Michael Jackson Patrick#1, Norlela Ishak#2 Mohd Hezri Fazalul Rahiman#3, Mazidah Tajjudin#4, Ramli Adnan#5, #Faculty of Electrical Engineering, UiTM Malaysia, 40450 Shah Alam, Selangor, Malaysia

[email protected] [email protected]

[email protected] [email protected] [email protected]

Abstract— In discrete-time control system, model obtained from small or reducing sampling-time would produce a non-minimum phase model. Feed-forward controller designed of this model using the inverse transfer function of the closed-loop system would have internal stability that usually not guaranteed. To overcome this stability problem, ZPETC that capable of cancelling all poles, cancellable-zeros, and phase error was proposed by Tomizuka. This paper presents model identification and controller design for non-minimum phase system using the zero phase error tracking control (ZPETC) method. The non-minimum phase system model was approximated using Matlab System Identification Toolbox from open-loop input-output experimental data using 80ms sampling time. This approximated model was used in simulation and real-time studies. The effectiveness of ZPETC to overcome the non-minimum phase problem on XY-table shows that the proposed method gave acceptable performances. Keywords— System Identification, Non-minimum Phase System, Zero Phase Error Tracking Control, Real-time control.
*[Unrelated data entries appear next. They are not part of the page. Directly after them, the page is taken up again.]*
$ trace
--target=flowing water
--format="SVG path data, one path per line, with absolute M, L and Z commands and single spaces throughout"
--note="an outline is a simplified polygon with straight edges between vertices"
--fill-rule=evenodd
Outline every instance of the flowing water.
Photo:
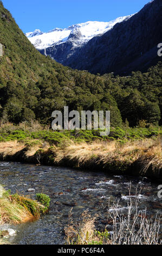
M 0 162 L 0 184 L 5 189 L 10 189 L 12 193 L 17 192 L 33 198 L 36 193 L 43 193 L 51 198 L 47 215 L 33 223 L 11 226 L 17 232 L 11 239 L 11 242 L 64 244 L 64 228 L 72 208 L 74 220 L 78 220 L 87 209 L 92 215 L 98 214 L 97 227 L 104 230 L 108 208 L 111 210 L 109 201 L 111 203 L 119 200 L 120 210 L 127 210 L 130 182 L 133 200 L 135 199 L 137 186 L 139 190 L 141 187 L 139 209 L 147 208 L 150 217 L 159 214 L 162 204 L 158 197 L 159 184 L 151 182 L 146 178 L 111 176 L 99 170 L 88 172 L 68 168 Z M 34 188 L 35 192 L 28 192 L 29 188 Z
I. INTRODUCTION XY-table has been widely used and of important element of

many Computer Numeric Controlled (CNC) processing facilities, e.g. the work feeder of CNC lathe, CNC milling and drill press, the worktable of laser processing, welding, dispenser, bonding, packing, drilling, laser cutting and painting. In general, XY-table is composed of X-axis and Y-axis motion mechanism where each motion axis is driven by an individual actuator system such as DC servo-motor through high-precision ball-screw.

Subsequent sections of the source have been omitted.